The BatchedNMSPlugin class is implemented to support implicit batch mode. In this case, all shapes are given without a batch size, and so the getOutputDimensions() function gives only the shape of a tensor from the second dimension onward.

When the plugin runs in TensorRT, batch size dimensions will be assigned to all shapes correctly and as expected, whether the network runs in implicit or explicit batch modes.

maminus commented 2 years ago

num_detections expected shape is

[batch_size, 1]
             ^

so second dimension is 1.

but getOutputDimensions() does not report second dimension.

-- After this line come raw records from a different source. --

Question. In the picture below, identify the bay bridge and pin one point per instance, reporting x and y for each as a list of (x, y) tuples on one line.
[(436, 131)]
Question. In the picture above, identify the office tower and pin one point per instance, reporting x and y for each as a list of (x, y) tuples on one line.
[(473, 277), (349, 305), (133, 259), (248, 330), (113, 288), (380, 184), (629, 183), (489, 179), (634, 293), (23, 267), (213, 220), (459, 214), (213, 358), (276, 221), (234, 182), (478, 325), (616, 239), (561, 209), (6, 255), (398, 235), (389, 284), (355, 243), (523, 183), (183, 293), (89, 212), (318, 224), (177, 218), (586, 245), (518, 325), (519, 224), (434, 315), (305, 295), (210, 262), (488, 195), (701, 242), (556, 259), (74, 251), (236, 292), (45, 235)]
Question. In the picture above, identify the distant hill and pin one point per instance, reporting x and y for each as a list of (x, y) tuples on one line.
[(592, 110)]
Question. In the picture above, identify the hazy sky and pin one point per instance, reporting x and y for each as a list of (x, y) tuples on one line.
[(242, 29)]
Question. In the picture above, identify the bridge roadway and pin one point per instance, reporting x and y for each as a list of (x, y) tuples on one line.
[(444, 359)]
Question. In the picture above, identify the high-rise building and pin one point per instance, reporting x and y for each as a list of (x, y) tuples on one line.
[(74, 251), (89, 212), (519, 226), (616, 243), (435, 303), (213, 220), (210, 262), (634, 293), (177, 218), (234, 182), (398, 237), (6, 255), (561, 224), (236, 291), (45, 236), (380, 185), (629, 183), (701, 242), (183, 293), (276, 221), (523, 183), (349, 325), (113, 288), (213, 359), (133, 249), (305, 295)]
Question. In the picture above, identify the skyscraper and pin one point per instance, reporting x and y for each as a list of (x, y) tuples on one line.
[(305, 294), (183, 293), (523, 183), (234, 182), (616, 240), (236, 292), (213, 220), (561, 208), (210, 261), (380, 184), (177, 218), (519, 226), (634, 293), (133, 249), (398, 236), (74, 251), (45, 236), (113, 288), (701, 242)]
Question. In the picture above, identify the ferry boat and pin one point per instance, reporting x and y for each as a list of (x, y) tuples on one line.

         // num_detections
         if (index == 0)
         {
             Dims dim0{};
             dim0.nbDims = 0;  // dose **not** report second dimension now.
                               // but we want second dimension `1`
             return dim0;
         }

so now we get num_detections shape of

[batch_size]
           ^
nvpohanh commented 2 years ago
num_detections The num_detections output is of shape [batch_size]. It is an int32 tensor indicating the number of valid detections per batch item. It can be less than keepTopK. Only the top num_detections[i] entries in nmsed_boxes[i], nmsed_scores[i] and nmsed_classes[i] are valid.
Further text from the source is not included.